SMS is the new black

A review of mass market mobile apps

95% of mobile users would use more data services if setup were easier

Posted by Admin on January 19, 2009

That’s the headline screaming out from some research undertaken by Coleman Parkes and commissioned by Mformation.

Let’s just stop and think about that for a few minutes … that’s 95% of people who actively want to be able to do more things with their handset, but the industry is locking them out because it’s made it all too complicated. If we just think about the UK for now that’s over 40million people that want to do more with the mobile (based on a UK population of just under 61m (see here) and an assumption that only 75% of those have a phone).

If we take that a step further and say that once these people are happily doing more with their phone, they will be happy to spend more on their phone – whether that is in increased tarriffs (ie increasing data usage), downloading apps, or just making the phone a more integral part of their lives. So let’s be conservative and assume that they increase their annual spend by £5 each – that’s £200million that the UK operators are missing out on.

Let’s be even more conservative and say that only half of those people would actually spend more … that’s still £100 million per year that UK operators are missing out on. I can’t even begin to think about the numbers globally.

Matthew Bancroft, Vice President, Mformation said of the figures:

“Subscribers are clearly convinced of the value of mobile services. However, 85% of the people we surveyed find it frustrating to have to go through a number of steps when they want to activate a service or application. It’s a bit like getting a new gadget, then finding that the batteries aren’t included.

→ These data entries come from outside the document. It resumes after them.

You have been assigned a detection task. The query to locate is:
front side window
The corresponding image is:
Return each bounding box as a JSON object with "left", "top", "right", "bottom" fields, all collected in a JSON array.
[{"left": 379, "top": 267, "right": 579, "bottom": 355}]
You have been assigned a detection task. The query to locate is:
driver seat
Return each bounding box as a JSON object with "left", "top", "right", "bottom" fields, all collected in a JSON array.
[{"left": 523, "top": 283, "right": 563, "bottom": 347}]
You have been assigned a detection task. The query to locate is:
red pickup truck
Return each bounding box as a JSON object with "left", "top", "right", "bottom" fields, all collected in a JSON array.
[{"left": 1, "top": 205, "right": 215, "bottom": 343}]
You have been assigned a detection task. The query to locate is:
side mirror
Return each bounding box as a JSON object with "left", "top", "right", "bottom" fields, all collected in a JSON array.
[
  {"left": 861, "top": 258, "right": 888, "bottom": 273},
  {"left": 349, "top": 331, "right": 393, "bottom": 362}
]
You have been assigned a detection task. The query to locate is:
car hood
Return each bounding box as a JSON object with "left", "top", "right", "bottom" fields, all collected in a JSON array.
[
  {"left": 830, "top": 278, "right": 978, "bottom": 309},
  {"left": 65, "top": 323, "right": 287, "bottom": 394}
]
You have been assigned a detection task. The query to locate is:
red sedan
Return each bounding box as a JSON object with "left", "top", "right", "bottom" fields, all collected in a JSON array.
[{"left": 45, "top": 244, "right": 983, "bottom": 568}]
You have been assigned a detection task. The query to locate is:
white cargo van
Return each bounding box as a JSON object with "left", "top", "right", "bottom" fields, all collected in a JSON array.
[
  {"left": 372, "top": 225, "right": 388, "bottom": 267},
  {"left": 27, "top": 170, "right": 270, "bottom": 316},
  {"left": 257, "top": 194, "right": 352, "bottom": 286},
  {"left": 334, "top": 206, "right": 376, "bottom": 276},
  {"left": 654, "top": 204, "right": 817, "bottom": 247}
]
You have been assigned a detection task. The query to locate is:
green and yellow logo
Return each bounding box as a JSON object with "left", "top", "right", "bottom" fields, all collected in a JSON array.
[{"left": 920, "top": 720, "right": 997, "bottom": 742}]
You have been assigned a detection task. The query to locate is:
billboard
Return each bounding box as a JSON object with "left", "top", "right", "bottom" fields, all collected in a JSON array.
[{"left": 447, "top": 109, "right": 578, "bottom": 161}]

Providing mobile subscribers with a more seamless experience will remove these pains.”

It starts when consumers first buy the handset. According to the research most consumers feel that about 15 minutes is long enough to be setting up a new phone, yet the average time it takes is an hour.

This research clearly highlights why the mobile industry has to start thinking about how to make services work for consumers and not race headlong into new stuff that sounds cool, but no-one can use.